Nikon publish average life of their shutters.

Generally 50,000 for consumer grade equipment so to fail @ less than 7000 is terrible i know a few people who have had them replaced @ 40,000(ish) when out of warranty.

Also the warranty is one thing, but the sales of goods act states that a product should be fit for purpose and even if out of warranty manufacturers still have a legal obligation to repair products that have obvious manufacturing defects. No one in their right mind would argue that a shutter failing @ between 10-15% of it's average expected life span wouldn't fall in to this description.

You were well and truly bent over by nikon IMO.


----------



## johnbuck (Jul 1, 2007)

rmorgan84 said:


> Nikon publish average life of their shutters.
> 
> Generally 50,000 for consumer grade equipment so to fail @ less than 7000 is terrible i know a few people who have had them replaced @ 40,000(ish) when out of warranty.
> 
> ...


Fair point, I'll pursue the matter with Nikon based on your experience.

Thanks


----------



## Dave KG (Feb 23, 2006)

Which Nikon was this, John?

Interesting for sure and something I will be aware of - I have not got an extended warranty on it but will look into it, thanks for letting me know your experiences.


----------



## German Taxi (Nov 6, 2007)

I got myself a D90 too. Didn't take the kit lens though, just went for body only as I already have Nikkor lenses. So, I got the MB-D80 battery grip and an SB-800 speedlight instead.

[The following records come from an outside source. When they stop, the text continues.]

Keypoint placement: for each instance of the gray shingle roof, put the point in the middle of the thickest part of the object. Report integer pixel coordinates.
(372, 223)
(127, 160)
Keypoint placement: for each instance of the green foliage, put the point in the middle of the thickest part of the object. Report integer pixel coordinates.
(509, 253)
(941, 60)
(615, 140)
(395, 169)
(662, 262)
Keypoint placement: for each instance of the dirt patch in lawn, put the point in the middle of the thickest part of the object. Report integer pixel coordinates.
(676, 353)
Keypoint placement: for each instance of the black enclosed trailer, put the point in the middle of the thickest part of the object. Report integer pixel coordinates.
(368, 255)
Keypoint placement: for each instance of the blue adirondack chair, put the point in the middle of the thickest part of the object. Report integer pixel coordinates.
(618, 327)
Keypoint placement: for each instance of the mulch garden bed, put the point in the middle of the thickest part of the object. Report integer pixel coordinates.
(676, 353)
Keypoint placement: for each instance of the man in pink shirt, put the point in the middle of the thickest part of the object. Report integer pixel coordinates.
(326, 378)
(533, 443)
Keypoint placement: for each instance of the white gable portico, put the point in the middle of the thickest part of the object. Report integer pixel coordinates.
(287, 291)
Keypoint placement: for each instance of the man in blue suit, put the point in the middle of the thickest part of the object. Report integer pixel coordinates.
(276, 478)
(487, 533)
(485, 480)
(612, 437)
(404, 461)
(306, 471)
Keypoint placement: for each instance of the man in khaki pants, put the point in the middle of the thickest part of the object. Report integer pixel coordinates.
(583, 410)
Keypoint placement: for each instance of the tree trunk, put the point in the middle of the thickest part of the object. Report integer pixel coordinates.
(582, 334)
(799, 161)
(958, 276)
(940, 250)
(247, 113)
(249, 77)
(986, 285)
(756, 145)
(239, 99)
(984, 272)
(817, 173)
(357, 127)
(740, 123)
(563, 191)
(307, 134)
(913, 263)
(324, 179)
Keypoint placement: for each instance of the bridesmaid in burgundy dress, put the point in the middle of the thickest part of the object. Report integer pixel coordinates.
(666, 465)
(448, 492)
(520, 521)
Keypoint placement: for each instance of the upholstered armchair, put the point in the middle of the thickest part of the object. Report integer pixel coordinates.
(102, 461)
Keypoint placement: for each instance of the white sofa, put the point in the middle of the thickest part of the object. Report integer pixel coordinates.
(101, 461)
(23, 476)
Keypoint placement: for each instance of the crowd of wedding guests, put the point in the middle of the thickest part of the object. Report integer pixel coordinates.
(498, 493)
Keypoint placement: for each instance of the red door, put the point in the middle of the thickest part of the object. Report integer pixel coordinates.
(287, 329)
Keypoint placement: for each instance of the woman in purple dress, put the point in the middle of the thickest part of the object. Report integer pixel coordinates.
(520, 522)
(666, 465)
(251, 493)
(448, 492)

The last SLR I used was a Nikon F90x. However, I was able to pick up the D90 and use it very easily. It felt a bit wee at first but I got used to it's compact dimensions very quickly.

Back to the lenses - I had a wee shot of the D90 with the kit lens and was very impressed by the focusing speed of the AF-S lens. However, I'm not a fan of 'superzoom' lenses; I can see the attraction but I don't like the compromises. I'd rather have a modest range fast aperture zoom and think round it. I really quite fancy the Micro Nikkor 60mm F2.8G AFS ED next as it should serve two purposes nicely; the sensor crop factor on the D90 makes it a 90mm, ideal as a macro and as a portrait lens.

Hope you have fun with it Dave.


----------



## Phil H (May 14, 2006)

very nice indeed! interested to see the quality of these photos!


----------